Who are these people who arrived with a pre-existing HIV diagnosis?
Figure 5 shows that by far the largest group, at 68% of the total (10% were of unknown ethnicity), were Black Africans. What’s more, almost 70% of these Black African HIV carriers are women. In all likelihood, many of them will have been granted visas as the dependents of other recent migrants.
What should be done?
This really isn’t that difficult a question to answer. We should make a negative HIV test a condition of being granted a visa. Presently this isn’t a requirement.
The Government’s press release marking AIDS awareness day makes great play of £27 million being made available annually to test people in A&E departments to find those already in the U.K. who are HIV positive. This implies that HIV prevalence is essentially a U.K. health issue. But the reality is, that if we want to reduce the incidence of HIV in the U.K., we need to acknowledge it is primarily an immigration issue. Rather than testing in A&E departments, the testing should be carried out prior to arrival in the country.
Testing in a migrant’s home country requires that we can trust the validity of the tests. It also glosses over the ethical issues raised by asylum seekers testing positive for HIV: should they be denied entry due to a positive test? There is also the risk that, if we deny treatment to recent arrivals or send them back to their home country, we may find that they go ‘underground’, with the risk of increased spread of HIV in the U.K. However, it should be possible to address all these concerns and still significantly reduce the number of new entrants arriving who carry the HIV virus.
Of course, it may be that the Government sees it as part of our ‘good world citizen’ role to take in HIV patients. If that’s the case, we should be clear about this to our taxpayers. But surely, the £500 million or so we spend annually from our Overseas Aid budget on HIV/AIDS initiatives should be the limit of our support for non-U.K. HIV patients.

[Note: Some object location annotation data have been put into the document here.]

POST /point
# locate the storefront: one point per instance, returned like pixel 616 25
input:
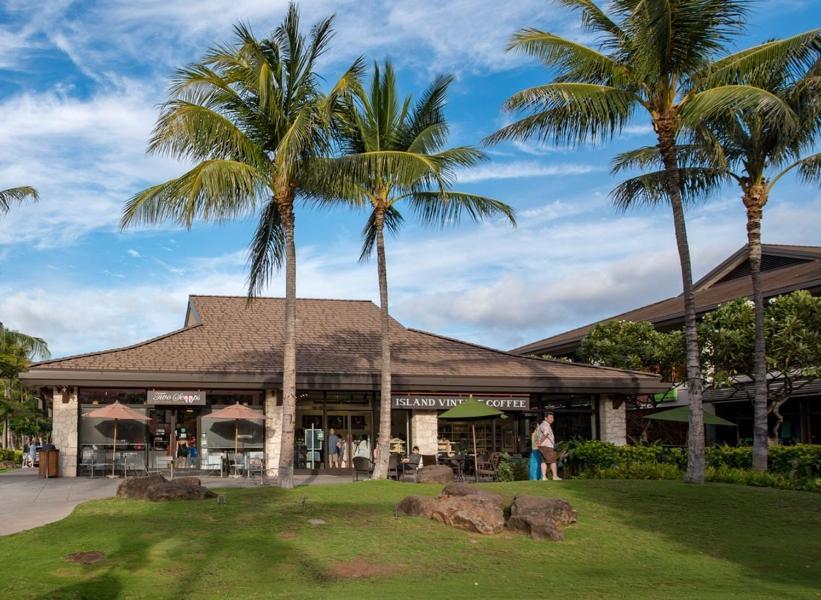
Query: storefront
pixel 229 352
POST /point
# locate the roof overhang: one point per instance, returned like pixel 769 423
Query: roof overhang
pixel 626 383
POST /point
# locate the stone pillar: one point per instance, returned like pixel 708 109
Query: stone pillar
pixel 65 429
pixel 424 431
pixel 273 431
pixel 613 420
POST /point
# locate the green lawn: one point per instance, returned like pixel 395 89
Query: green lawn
pixel 652 539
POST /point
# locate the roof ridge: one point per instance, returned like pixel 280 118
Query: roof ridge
pixel 236 297
pixel 112 350
pixel 526 357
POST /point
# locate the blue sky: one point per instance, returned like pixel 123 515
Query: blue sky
pixel 79 87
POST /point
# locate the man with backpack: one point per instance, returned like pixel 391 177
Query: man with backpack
pixel 547 447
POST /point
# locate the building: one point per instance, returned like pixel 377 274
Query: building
pixel 785 268
pixel 230 351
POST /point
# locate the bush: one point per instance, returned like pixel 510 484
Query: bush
pixel 9 455
pixel 635 471
pixel 767 479
pixel 790 467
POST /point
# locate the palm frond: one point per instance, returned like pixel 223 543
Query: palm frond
pixel 440 209
pixel 267 250
pixel 723 101
pixel 16 195
pixel 650 189
pixel 213 190
pixel 792 55
pixel 567 113
pixel 576 62
pixel 392 222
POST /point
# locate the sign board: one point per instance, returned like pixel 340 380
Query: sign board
pixel 519 403
pixel 176 398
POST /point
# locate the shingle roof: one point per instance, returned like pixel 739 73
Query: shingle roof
pixel 337 337
pixel 670 312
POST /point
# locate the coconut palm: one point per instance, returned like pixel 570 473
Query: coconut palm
pixel 252 117
pixel 755 152
pixel 16 195
pixel 17 350
pixel 393 154
pixel 653 57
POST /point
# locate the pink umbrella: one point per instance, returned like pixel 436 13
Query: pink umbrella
pixel 236 412
pixel 116 412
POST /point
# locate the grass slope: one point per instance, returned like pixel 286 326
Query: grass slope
pixel 646 539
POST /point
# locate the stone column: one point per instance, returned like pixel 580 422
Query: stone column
pixel 65 429
pixel 424 431
pixel 273 431
pixel 613 420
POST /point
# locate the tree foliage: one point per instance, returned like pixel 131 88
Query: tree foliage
pixel 635 345
pixel 792 329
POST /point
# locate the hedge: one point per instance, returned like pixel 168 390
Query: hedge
pixel 802 460
pixel 14 456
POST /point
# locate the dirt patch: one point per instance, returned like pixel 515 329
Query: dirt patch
pixel 86 558
pixel 360 568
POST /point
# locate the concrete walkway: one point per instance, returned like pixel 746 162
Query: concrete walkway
pixel 26 501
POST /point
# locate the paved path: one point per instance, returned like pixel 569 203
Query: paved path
pixel 26 501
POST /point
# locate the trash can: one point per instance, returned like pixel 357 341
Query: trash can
pixel 49 463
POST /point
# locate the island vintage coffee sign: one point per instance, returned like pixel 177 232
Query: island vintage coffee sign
pixel 176 397
pixel 519 403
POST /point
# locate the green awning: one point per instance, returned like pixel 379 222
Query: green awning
pixel 681 414
pixel 470 410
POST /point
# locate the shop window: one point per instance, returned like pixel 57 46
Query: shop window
pixel 110 395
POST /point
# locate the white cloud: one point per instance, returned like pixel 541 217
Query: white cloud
pixel 86 157
pixel 522 169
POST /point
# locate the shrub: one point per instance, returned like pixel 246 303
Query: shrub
pixel 14 456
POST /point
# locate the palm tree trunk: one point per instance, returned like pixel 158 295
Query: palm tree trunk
pixel 754 199
pixel 665 127
pixel 285 475
pixel 383 444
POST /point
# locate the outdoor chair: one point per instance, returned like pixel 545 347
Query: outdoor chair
pixel 485 469
pixel 256 464
pixel 393 466
pixel 361 466
pixel 134 462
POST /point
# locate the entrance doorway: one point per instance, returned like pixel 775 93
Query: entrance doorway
pixel 174 439
pixel 353 428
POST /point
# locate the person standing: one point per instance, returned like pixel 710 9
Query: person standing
pixel 547 447
pixel 535 455
pixel 333 449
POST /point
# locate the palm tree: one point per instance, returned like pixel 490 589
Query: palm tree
pixel 253 117
pixel 17 350
pixel 12 195
pixel 393 153
pixel 653 57
pixel 755 152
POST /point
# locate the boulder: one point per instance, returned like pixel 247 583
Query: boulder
pixel 540 517
pixel 434 474
pixel 176 490
pixel 416 506
pixel 136 487
pixel 475 513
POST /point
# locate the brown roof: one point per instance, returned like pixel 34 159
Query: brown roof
pixel 338 340
pixel 711 290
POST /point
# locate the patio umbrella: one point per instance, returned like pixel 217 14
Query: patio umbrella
pixel 681 414
pixel 472 410
pixel 116 412
pixel 237 412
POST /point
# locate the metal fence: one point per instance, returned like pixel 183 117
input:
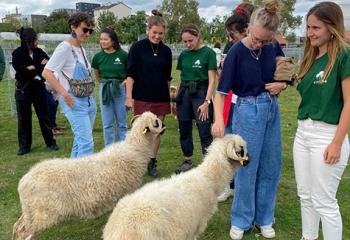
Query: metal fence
pixel 7 85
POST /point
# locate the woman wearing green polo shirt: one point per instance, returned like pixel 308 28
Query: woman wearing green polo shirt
pixel 321 145
pixel 110 70
pixel 198 70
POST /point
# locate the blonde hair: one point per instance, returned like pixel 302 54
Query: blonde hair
pixel 267 16
pixel 156 20
pixel 331 14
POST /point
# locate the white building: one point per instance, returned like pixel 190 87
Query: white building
pixel 119 9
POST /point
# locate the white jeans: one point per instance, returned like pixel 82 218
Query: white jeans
pixel 317 182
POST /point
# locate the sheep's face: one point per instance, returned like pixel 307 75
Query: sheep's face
pixel 236 149
pixel 149 122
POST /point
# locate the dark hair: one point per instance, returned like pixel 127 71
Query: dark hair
pixel 217 45
pixel 27 36
pixel 113 36
pixel 77 18
pixel 156 20
pixel 191 29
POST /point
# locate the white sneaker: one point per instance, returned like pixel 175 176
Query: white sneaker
pixel 225 194
pixel 268 231
pixel 236 233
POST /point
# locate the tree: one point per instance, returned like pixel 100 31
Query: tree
pixel 131 27
pixel 57 22
pixel 288 21
pixel 177 13
pixel 106 19
pixel 10 25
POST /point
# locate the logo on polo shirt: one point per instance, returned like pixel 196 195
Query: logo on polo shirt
pixel 319 77
pixel 117 61
pixel 197 64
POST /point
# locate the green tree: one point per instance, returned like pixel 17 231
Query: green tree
pixel 106 19
pixel 178 13
pixel 131 27
pixel 57 22
pixel 10 25
pixel 288 21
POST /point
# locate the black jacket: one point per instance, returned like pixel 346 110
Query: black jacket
pixel 21 60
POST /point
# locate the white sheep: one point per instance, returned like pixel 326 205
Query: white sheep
pixel 178 208
pixel 88 186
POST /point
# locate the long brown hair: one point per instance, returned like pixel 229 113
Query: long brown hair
pixel 331 14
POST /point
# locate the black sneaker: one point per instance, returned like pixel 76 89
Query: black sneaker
pixel 22 151
pixel 185 166
pixel 152 168
pixel 54 147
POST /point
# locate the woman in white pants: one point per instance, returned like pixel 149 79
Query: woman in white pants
pixel 321 145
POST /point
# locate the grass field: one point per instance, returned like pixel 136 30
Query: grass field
pixel 12 168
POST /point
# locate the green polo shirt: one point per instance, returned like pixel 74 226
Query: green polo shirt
pixel 194 64
pixel 324 101
pixel 110 65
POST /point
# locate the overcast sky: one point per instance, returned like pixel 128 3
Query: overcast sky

We shouldn’t be allowing people to come to the U.K. who inevitably create an ever greater burden on the public purse. The granting of a visa is conditional on multiple factors. Surely, it’s not unreasonable that a negative HIV test be added to the list?
It is this kind of disingenuousness from the Government that truly rankles. There’s an obvious problem, a relatively straightforward solution, but out of a misplaced sense of charity, or perhaps an overdeveloped desire to be kind, we find that our Government is misleading the public by focusing on a hunt for HIV carriers by the NHS, when we know the real problem should be addressed by our Border Force.